Versicherer und ADAC lehnen Notrufpläne der Hersteller ab // Beschwerde beiEU-Kommission
Herbert Fromme , Köln
Der Gesamtverband der Deutschen Versicherungswirtschaft (GDV) und der größte deutsche Automobilklub ADAC intervenieren nach FTD-Informationen gemeinsam bei der EU-Kommission, um weitreichende Pläne der Autohersteller für das neue EU-weite Notrufsystem E-Call zu stoppen.
Versicherer und Autoklub fürchten, dass die Hersteller alle Servicebereiche rund um den Pkw kontrollieren wollen – weil sie mit dem Neuwagen immer weniger verdienen. Schon jetzt vertreiben die Autobauer Versicherungen und Finanzierungen mit den Autos, wollen Unfallwagen unbedingt in Vertragswerkstätten lotsen und auch an der Nothilfe verdienen.

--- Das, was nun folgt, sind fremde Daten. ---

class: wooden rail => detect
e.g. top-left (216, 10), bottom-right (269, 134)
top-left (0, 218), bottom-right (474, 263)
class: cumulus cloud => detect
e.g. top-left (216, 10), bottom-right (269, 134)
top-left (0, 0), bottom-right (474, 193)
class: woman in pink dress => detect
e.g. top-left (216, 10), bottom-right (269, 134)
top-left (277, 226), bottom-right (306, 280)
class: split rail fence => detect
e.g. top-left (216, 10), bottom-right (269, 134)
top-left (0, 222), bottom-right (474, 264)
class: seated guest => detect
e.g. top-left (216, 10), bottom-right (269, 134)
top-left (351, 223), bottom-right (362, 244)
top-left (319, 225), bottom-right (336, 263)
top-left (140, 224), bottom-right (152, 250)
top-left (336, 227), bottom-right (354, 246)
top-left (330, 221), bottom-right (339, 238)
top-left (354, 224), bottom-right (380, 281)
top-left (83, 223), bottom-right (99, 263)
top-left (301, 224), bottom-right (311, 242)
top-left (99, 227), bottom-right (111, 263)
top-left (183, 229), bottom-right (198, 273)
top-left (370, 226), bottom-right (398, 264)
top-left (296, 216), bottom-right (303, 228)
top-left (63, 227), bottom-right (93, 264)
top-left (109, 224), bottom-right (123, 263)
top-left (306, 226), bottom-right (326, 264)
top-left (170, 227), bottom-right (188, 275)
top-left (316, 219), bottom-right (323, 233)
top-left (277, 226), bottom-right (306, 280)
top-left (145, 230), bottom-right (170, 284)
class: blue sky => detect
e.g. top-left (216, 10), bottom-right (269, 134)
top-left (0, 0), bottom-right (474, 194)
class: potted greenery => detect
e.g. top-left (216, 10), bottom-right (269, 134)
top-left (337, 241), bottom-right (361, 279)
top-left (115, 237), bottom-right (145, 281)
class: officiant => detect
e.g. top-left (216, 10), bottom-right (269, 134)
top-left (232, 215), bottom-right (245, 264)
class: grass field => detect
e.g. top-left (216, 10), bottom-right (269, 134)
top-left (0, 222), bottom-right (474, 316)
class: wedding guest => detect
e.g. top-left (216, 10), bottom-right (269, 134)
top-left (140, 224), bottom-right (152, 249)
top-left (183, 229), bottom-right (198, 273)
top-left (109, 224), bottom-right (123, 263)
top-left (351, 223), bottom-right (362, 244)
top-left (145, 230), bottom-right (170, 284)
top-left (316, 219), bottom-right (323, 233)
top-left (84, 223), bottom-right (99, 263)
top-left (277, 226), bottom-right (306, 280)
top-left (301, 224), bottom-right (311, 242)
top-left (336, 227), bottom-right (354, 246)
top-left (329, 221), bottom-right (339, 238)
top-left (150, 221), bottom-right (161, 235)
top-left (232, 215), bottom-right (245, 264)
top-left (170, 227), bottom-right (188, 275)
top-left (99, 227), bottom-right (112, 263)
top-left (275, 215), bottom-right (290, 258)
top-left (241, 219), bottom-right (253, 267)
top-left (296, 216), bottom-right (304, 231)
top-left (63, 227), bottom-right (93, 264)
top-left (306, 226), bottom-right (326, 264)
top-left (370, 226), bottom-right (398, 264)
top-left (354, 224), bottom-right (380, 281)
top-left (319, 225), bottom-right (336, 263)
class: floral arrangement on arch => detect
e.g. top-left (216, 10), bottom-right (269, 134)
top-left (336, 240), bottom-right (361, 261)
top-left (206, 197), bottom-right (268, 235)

Das E-Call-System soll ab 2015 in alle Neuwagen eingebaut werden. Bei einem Unfall oder einer Panne ruft ein eingebauter Mobilfunksender automatisch die EU-weite Notrufnummer 112 an und überträgt Daten über den Standort an Notrufzentralen. Alternativ kann der Fahrer selbst den Notruf auslösen. Dagegen haben GDV und ADAC nichts einzuwenden. Problematisch ist für sie, dass Hersteller mit dem E-Call-Modul Anrufe an eigene Notrufzentralen programmieren können, die anstelle des 112-Notrufs ausgelöst werden. Der ADAC sorgt sich daher darum, dass er als Pannenhelfer künftig von herstellereigenen Diensten ausgebremst werden könnte. Die Assekuranz fürchtet indes, dass Unfallfahrzeuge prinzipiell in die Vertragswerkstätten der Hersteller gelotst werden, die oft teurer sind als Reparateure der Versicherer.
„Wir führen Gespräche bei der Generaldirektion Wettbewerb der EU“, bestätigte Jens Bartenwerfer, Leiter des Bereichs Kraftfahrtversicherung beim GDV. „Wir sind dafür, dass letztlich der Kunde entscheiden kann, wohin seine Daten gehen.“
Normalerweise sind sich GDV und ADAC spinnefeind. Die Autoversicherer bieten seit Jahren Schutzbriefe an, die denen des ADAC Konkurrenz machen. Der Verband gründete daraufhin einen eigenen Autoversicherer. Auf Autobahnen und Straßen konkurrieren die gelben Pannenfahrzeuge des ADAC mit ähnlichen Angeboten der Versicherer. Doch gegen die Autobauer sind sie sich einig und haben gemeinsam einen Brief an Neelie Kroes geschrieben, Vizepräsidentin der EU-Kommission und für digitale Angelegenheiten zuständig. Darin fordern sie mehr Wettbewerb beim E-Call.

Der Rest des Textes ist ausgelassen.